Castillo San Felipe del Morro was built beginning in 1539 by Spain.  The Spanish would continue to add on to the fort and the surrounding city all the way up until the Spanish-American ware in 1898 when the United States was ceded control of the fort and the Island to the Americans with the Treaty of Paris.

El Morro sits right on the Atlantic Coast on the Islet of Old San Juan.  There is a really long sidewalk that leads through two large open fields that are apparently a really good place to fly a kite.  Our Uber dropped us off in the roundabout right next to the start of this long walk and we started the hike up the slight hill. 

About halfway up the walk is a memorial for a Dutch Attack on the fort in 1625 known as The Battle of San Juan.  The Dutch burned part of the city and lost 400 men, but eventually had to retreat to their ships.  There are signs like this all over the place that give the history of different parts of this 500 year fort.

The gate to the old fort also doubles as the entrance.  The site is run by the National Park Service and there is a $7 charge to get in.  The good news here is that $7 gets you in to both El Morro and Castillo San Cristobal which is just down the hill.  You just have to show the other fort your receipt.

Once through the gate, you walk in to the Main Plaza which was used to drill soldiers.  There are 11 casemates around the plaza.  In their day, these casemates held cannons and were used for defense.  Today, they have history exhibits and house the fort’s gift shop.

Three flags fly just above the main plaza.  The United States flag, the Puerto Rican Flag, and the Cross of Burgandy Flag which was a Spanish military flag flown at the fort while Spain controlled it.

One of the casemates housed the fort’s church.  It’s pretty easy to spot with the bell hanging above it.

Inside is a simple chapel with a gorgeous tile floor that has seen centuries of people.

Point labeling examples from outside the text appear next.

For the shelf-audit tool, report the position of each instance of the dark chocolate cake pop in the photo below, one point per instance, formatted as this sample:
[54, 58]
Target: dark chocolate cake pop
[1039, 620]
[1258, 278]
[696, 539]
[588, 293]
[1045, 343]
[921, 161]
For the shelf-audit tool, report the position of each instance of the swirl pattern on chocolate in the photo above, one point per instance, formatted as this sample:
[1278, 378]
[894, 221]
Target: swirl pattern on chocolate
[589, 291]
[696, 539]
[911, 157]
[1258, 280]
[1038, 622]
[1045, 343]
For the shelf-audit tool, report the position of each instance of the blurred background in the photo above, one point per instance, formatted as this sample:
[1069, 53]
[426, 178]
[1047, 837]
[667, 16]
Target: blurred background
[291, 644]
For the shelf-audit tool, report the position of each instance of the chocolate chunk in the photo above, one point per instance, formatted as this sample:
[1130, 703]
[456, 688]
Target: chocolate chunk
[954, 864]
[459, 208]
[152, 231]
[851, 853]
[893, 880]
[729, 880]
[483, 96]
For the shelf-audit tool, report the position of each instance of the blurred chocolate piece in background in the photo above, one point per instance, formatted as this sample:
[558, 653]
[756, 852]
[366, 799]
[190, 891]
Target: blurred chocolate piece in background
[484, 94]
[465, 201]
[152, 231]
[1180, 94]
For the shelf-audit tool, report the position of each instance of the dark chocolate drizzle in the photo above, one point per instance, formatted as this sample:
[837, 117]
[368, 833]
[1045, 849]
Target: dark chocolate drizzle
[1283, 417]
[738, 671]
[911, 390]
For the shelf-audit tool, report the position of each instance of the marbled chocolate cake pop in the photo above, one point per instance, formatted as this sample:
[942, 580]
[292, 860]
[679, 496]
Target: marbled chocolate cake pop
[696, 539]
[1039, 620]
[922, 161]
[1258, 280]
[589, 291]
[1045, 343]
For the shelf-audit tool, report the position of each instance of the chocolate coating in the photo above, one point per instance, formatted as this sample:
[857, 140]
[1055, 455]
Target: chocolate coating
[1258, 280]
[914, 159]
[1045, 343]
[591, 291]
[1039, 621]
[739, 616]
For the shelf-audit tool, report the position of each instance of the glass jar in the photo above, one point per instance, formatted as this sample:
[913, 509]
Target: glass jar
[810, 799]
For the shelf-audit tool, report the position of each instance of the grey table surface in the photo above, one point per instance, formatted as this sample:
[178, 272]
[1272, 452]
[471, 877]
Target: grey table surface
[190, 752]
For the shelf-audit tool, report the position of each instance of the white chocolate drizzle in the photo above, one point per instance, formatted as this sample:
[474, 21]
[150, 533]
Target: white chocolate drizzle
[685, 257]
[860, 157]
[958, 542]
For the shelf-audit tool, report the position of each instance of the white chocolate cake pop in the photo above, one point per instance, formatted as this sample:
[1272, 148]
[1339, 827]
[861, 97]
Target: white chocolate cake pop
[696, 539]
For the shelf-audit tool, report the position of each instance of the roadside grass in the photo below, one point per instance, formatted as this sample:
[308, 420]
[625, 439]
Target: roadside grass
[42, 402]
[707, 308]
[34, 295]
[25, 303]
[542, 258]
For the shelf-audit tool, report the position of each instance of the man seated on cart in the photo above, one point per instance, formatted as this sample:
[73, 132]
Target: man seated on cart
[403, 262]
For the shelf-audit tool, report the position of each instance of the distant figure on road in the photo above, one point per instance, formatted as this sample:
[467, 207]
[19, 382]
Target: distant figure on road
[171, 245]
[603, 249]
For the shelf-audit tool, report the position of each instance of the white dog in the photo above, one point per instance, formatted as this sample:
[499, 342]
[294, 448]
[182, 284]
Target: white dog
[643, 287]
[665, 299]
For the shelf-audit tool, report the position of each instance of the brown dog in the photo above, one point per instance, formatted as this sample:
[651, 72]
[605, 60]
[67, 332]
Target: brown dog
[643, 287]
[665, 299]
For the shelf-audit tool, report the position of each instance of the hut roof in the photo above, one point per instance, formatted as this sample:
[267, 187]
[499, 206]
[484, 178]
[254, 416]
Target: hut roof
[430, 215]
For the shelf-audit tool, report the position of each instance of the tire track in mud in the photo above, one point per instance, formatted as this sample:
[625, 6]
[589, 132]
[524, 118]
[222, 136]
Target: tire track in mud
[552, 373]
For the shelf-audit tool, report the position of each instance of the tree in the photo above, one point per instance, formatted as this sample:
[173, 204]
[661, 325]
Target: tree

The other cool feature on the plaza is the doors on all of the casemates.  Each opening has a huge, thick, heavy wooden door.  Most of them were open so we could go inside but a few appear to be used for storage now.

The fort is multiple levels and all levels are accessible by fairly steep ramps.  They needed to be able to move canons around but we found the ramps difficult to walk up at times…I couldn’t imagine trying to push a cannon up or even worse, down some of these ramps.

In fact, the ramp down to the main firing battery was closed off and we had to take the stairs that ran alongside it.

The main firing battery itself had more stairs and more ramps that led down to another level.  You can see how canon warfare changed over the lifetime of this fort.

In some areas they had stationary canons set up between the large concrete walls that protected the soldiers doing the firing.

In other areas, you can see the half circle tracks made for later canons on wheels that could be re-positioned easily just by pushing it so it would be pointing the direction of the incoming enemy ships.

Right out near the edge of the fort on the point where the Atlantic Ocean meats the Bay of San Juan, something much more modern.  A World War II relic actually.  A large concrete pad that actually held an anti-aircraft gun that was used as a harbor defense system to search for German subs and planes.  There were no conflicts in this area during WW II but the US Military was ready and actually used and staffed the fort in case the war made it this far west.

One of the first things we noticed about this fort when we started to walk up was the lighthouse.   It juts out from the top level of the fort and is painted in a couple different shades of blue.

Unfortunately, this is not original.  The original was built in 1846 but that was destroyed during the Spanish-American war.  The lighthouse was rebuilt then demolished in 1906 due to structural problems.  The lighthouse that is there now as built by the US Military in 1908.

There are many structures in the United States as old as Castillo San Felipe del Morro so it was really cool to spend a couple of hours walking through the historic structure and reading about the history of warfare on the Island.  El Morro is one of the first things you notice about San Juan when you fly in to the city and it should be one of the first “touristy” things you do when you get to town.